DON’T HATE ROLLERSKATE



 

 

“He is an occupational therapist right? Why is he doing my job as a physical therapist?”

 

     After screening and evaluation, a patient with pronounced left sided spasticity entered the rehab eagerly for the first time. A part of his goals is to improve the functions of his left extremity to be able to perform functional bilateral and isolated activities independently. The therapist handling the patient after the usual introduction and rapport building started working on the patient. He explained to the patient that he is going to stretch the shoulder because tightness is one cause of his limitations among others. The therapist having excelled in anatomy and kinesiology back in the day was well aware that the normal ROM of the shoulder in flexion ranges from 170-180 degrees. He took the patient’s arm, making sure the torso is stable to avoid compensatory trunk movements then slowly worked his way up, halfway through the range though, the patient claimed of discomfort on the shoulder but the therapist told him, “it’s just because of the tightness, it will be better soon as we go along”, and continued yanking the arm up. The patient did not follow-up on his appointment and experienced persistent shoulder pain and possibly had an injury or subluxation.

     I’ve seen this a hefty amount of times in my practice as a therapist, and yes, it was done by either an OT or a PT in the rehab setting. I cringe every time but stealing ‘shine’ is not my cup of tea so I keep my mouth shut but make sure practitioners and caregivers working under my supervision are aware to avoid such a thing from happening on our watch. The question that’s creating friction between the two professions is the idea that exercises in general are only within the bounds of physical therapy practice, and if it’s not purposeful or functional, occupational therapists should not involve themselves in doing so. Exercise and training has been around since ancient Greece, way before the professions PT and OT became significant. The application of science in exercise sealed the deal for both making exercise techniques ideal not just for healthy but also ill individuals.
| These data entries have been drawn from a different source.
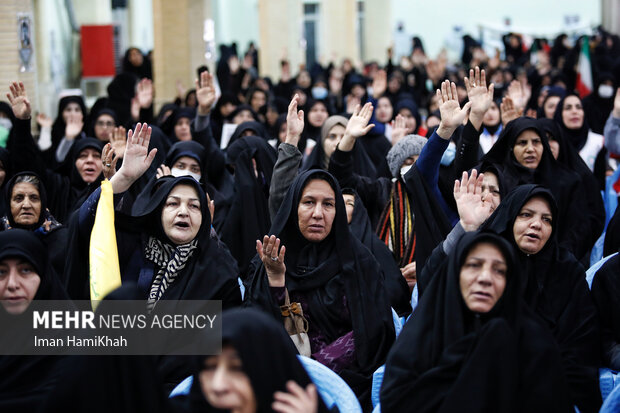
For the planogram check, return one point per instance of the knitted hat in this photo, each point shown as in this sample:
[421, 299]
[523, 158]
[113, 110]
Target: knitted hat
[410, 145]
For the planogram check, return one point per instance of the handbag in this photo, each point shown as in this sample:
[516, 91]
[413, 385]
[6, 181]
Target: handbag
[296, 325]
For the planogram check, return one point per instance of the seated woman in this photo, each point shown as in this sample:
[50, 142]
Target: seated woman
[606, 296]
[553, 285]
[25, 275]
[472, 342]
[237, 380]
[28, 209]
[331, 276]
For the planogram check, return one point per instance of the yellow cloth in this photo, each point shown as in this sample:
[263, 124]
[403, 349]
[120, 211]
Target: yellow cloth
[105, 273]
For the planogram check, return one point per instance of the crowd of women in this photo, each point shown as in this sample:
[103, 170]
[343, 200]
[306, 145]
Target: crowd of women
[464, 198]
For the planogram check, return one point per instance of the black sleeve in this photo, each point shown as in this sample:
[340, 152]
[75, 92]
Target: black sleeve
[467, 150]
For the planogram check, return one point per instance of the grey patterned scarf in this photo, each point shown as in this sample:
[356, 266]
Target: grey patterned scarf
[170, 260]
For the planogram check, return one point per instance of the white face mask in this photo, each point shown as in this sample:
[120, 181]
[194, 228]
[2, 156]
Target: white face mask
[605, 91]
[176, 172]
[404, 169]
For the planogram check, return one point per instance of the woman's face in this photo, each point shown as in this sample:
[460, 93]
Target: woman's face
[258, 100]
[483, 277]
[550, 105]
[533, 225]
[25, 204]
[528, 149]
[572, 112]
[317, 115]
[332, 139]
[181, 215]
[349, 203]
[490, 190]
[243, 116]
[224, 383]
[74, 110]
[410, 121]
[316, 210]
[104, 126]
[19, 283]
[384, 110]
[182, 130]
[189, 164]
[89, 165]
[491, 116]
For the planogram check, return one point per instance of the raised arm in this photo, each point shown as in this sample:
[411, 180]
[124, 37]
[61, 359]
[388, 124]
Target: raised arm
[137, 158]
[289, 157]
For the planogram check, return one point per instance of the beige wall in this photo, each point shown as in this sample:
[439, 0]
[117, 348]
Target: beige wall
[377, 34]
[9, 45]
[279, 35]
[178, 45]
[337, 31]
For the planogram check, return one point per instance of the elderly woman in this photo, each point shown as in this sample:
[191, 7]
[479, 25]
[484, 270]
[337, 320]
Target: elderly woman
[335, 280]
[166, 248]
[25, 275]
[472, 342]
[236, 381]
[81, 172]
[28, 209]
[553, 285]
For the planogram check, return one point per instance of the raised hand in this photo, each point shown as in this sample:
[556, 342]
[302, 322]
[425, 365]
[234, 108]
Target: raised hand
[205, 93]
[479, 95]
[144, 93]
[473, 210]
[74, 126]
[19, 100]
[294, 122]
[109, 159]
[137, 158]
[508, 110]
[296, 399]
[616, 110]
[272, 259]
[451, 113]
[44, 121]
[118, 141]
[379, 84]
[409, 271]
[399, 129]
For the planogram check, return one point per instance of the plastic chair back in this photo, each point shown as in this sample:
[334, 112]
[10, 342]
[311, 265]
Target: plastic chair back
[332, 388]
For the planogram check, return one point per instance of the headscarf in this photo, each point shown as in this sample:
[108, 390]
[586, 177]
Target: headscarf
[59, 125]
[323, 272]
[448, 357]
[554, 287]
[549, 173]
[577, 137]
[251, 332]
[395, 284]
[27, 379]
[248, 217]
[46, 222]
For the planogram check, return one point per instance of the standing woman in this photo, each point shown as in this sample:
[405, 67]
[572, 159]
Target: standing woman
[554, 286]
[472, 343]
[28, 210]
[25, 275]
[332, 275]
[571, 118]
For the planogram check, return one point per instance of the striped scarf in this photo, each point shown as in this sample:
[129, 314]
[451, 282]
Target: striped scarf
[396, 225]
[170, 261]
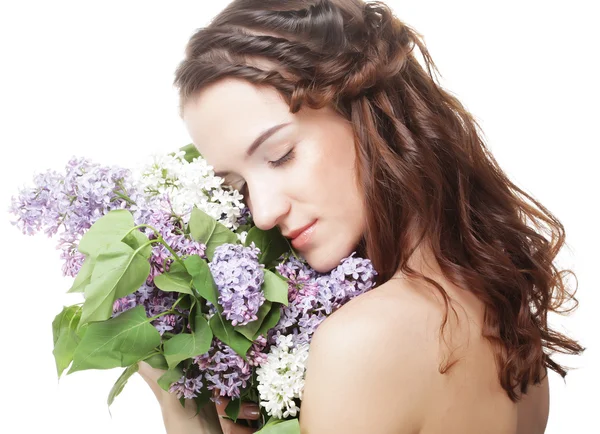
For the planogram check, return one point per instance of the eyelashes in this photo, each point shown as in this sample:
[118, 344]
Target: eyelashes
[286, 158]
[277, 163]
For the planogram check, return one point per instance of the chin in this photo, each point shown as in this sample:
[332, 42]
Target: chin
[325, 260]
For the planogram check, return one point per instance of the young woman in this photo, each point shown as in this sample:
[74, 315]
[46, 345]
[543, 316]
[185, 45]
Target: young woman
[321, 115]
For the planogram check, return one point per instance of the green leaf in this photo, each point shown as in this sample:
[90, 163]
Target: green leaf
[157, 361]
[84, 275]
[275, 288]
[169, 377]
[207, 230]
[202, 399]
[223, 330]
[187, 345]
[118, 272]
[120, 341]
[271, 243]
[280, 426]
[121, 382]
[269, 322]
[202, 278]
[137, 239]
[177, 279]
[250, 329]
[233, 408]
[64, 333]
[190, 152]
[106, 230]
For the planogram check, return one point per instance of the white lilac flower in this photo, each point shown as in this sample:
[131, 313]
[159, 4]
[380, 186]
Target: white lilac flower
[281, 377]
[187, 185]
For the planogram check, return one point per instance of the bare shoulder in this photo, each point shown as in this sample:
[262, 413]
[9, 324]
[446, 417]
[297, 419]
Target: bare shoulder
[371, 364]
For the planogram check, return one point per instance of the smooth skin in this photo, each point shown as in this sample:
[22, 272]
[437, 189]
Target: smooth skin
[374, 363]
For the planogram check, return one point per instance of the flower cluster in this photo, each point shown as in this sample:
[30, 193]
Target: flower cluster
[239, 277]
[160, 197]
[68, 204]
[281, 377]
[226, 371]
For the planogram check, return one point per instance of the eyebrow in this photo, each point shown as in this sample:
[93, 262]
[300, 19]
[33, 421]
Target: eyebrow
[262, 137]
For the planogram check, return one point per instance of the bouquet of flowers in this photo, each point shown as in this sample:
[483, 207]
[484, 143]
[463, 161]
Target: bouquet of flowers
[173, 272]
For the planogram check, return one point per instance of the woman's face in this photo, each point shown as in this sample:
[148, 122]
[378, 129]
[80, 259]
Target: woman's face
[296, 171]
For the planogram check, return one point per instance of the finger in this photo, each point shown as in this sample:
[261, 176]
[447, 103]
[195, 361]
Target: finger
[248, 410]
[228, 427]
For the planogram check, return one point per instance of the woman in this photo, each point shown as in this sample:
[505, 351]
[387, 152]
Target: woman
[321, 115]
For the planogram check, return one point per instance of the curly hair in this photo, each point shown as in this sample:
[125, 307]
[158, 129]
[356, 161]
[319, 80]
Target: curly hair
[421, 158]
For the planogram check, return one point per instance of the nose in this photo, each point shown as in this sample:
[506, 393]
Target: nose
[268, 205]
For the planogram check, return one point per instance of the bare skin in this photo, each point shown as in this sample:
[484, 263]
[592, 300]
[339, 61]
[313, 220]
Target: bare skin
[467, 399]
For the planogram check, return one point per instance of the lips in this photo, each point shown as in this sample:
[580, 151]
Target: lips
[293, 234]
[301, 237]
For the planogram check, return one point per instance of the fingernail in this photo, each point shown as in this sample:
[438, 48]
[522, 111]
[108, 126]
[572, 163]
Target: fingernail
[251, 411]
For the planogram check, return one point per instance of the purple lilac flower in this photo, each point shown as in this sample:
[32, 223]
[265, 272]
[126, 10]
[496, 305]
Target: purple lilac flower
[238, 276]
[187, 387]
[313, 296]
[224, 370]
[70, 203]
[245, 217]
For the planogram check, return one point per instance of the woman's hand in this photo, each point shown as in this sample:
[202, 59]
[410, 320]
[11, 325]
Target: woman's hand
[179, 420]
[248, 410]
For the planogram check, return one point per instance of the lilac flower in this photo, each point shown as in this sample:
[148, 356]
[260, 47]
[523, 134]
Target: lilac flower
[187, 387]
[313, 296]
[238, 276]
[226, 371]
[72, 201]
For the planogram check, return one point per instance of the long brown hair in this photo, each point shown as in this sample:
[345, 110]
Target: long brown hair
[421, 159]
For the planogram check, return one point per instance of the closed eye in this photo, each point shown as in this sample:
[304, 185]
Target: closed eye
[286, 158]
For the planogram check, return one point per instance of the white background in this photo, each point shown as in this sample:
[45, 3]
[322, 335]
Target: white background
[94, 79]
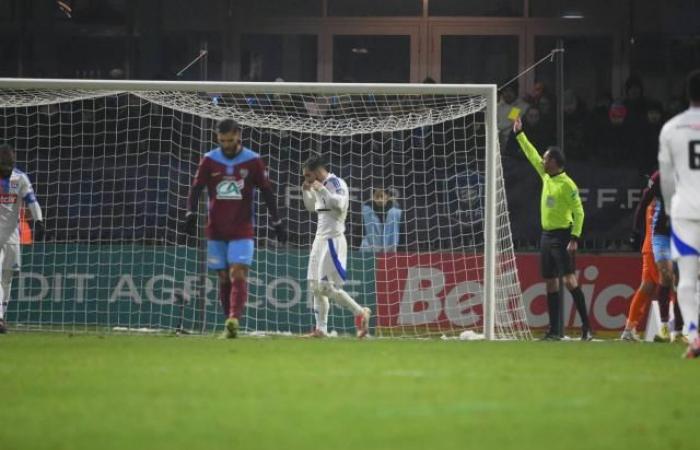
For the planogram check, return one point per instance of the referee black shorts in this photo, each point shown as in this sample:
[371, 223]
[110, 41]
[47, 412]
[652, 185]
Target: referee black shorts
[555, 260]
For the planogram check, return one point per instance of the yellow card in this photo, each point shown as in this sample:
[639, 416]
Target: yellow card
[514, 113]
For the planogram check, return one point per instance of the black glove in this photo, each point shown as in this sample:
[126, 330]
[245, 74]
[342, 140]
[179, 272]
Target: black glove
[280, 231]
[39, 230]
[634, 240]
[190, 223]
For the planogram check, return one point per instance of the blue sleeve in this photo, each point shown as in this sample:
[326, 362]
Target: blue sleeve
[366, 227]
[391, 229]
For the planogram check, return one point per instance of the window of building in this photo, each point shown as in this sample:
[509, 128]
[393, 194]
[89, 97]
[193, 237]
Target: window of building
[479, 59]
[365, 8]
[267, 57]
[371, 59]
[503, 8]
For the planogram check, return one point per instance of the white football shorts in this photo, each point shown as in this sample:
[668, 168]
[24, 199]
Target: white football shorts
[685, 238]
[328, 260]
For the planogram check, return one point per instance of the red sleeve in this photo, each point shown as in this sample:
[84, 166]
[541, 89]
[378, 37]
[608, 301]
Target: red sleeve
[201, 178]
[198, 184]
[262, 179]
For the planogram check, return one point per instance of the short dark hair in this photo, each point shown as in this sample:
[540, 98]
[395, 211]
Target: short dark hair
[694, 86]
[314, 162]
[557, 155]
[227, 126]
[7, 152]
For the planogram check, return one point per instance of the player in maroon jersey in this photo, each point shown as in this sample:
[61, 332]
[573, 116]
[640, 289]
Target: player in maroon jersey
[230, 173]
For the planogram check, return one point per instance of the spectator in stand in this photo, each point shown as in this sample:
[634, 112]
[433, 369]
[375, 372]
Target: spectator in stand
[380, 220]
[536, 131]
[575, 117]
[648, 145]
[538, 90]
[614, 141]
[548, 119]
[635, 102]
[509, 108]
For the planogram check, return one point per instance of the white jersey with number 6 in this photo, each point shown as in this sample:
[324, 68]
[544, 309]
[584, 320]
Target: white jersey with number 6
[679, 164]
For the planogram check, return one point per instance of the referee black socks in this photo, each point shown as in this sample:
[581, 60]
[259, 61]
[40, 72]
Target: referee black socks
[553, 306]
[580, 302]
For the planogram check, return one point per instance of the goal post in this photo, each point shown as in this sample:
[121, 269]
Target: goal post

     The skills in question based on my experience are the use of ‘adjunctive methods’ defined and provided by Pedretti in her book Pedretti’s Occupational Therapy: Practice Skills for Physical Dysfunction. It is a level of intervention that ‘are used to prepare the client for occupational performance and include but are not limited to exercise, facilitation and inhibition techniques, positioning, splinting, sensory stimulation, and application of certain physical agent modalities.’ This is followed by other levels of interventions such as: enabling activities, purposeful activities and occupation-based activity. Adjunctive methods are clearly within the bounds of occupational therapy practice supplemented by our background in anatomy, physiology and kinesiology.

     Under no means are exercises exclusive to one profession or the other. The sample case above proves how little both professions know about the principles and applications of it in which a patient will benefit from. Here are some ways of good clinical judgement, one can add more. A responsible therapist would look at the big picture and would consider the effect of spasticity not just on the arm but also on the trunk including the scapula that will definitely affect shoulder movements. The therapist will prioritize mobility and control of the axis with a combination of different treatment approaches before even jumping to work on the patient’s shoulder or the rest of the arm cautiously. He or she might consider some compensatory strategies first to promote independence and improve the morale of the patient while slowly working on his limitations progressively. Options are unlimited.  Honestly,  I’ve met sports trainers and coaches who are unconsciously practising it more effectively than we do, they just lack the units and the degree that we have. The question should not be on how we differentiate PTs from OTs, believe it or not, we have more similarities not just in the clinical sense but most especially, we share the same values of doing our best in the interest of our patients. Truth be told, those people who are loud enough to criticize are nothing but insecure, they also lack competence, knowledge and skills to deliver patients to their end goals. As therapists, we  should spend our energy and time learning and honing our skills to be more effective in our vocation than wasting it to hate on others. Stop the culture of division and deal with fixing the real issue that is the speech therapists(JOKE!!!! they are as vital as we all are, maybe even more), the real issue is of inflated ego and how it fuels insecurity, envy and hate. I remember a line in a song and it says ‘Have no envy and no fear’, I think we need a lot of this nowadays and live by it, for it speaks to us as therapists, and it also speaks to us as humans. Let’s make being a therapist fun and exciting again, don’t hate, roller skate.